People of all ages are borrowing more for college but those between 35 and 49 — Reuters’ definition of “middle aged” — owe 47 percent more than in the past.
While those aged 26 to 29 owe the most — an average of $12,000 — borrowers aged 38 to 41 aren’t far behind at $12,000.
More people are seeking mid-career training, says Credit Karma CEO Kenneth Lin.
“More and more people are going back to school,” he says. “High unemployment, rising tuition costs, artificially low interest rates from the government, and increased for-profit school advertising… (adds up to) consumers taking on student loan debt at an alarming pace.”
Every story like this includes at least one example, but Reuters found someone a bit different. Atlantan Janice Derrick, laid off as an executive assistant at 47, did something that few people seem to do. The math.
Unable to find an office job of any kind, Derrick took an aptitude test, which concluded she was suited to be a social worker or school counselor.
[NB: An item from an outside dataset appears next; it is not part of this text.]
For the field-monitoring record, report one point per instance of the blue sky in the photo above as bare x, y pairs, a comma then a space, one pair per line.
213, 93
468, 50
But she did the math and realized the low salary expectations and the amount of additional schooling weren’t a great combination.
She borrowed $25,000 to train as a court reporter, got her license and says there are many openings. The median salary of a court reporter is $51,101, according to Salary.com.
It’s too easy to get student loans, says Mitchell Weiss, co-founder of the Center for Personal Financial Responsibility at the University of Hartford. “Everybody believes they will get out school, get a job and pay it back. Few really take the time to do the math and decide how much they could afford to borrow,” he says.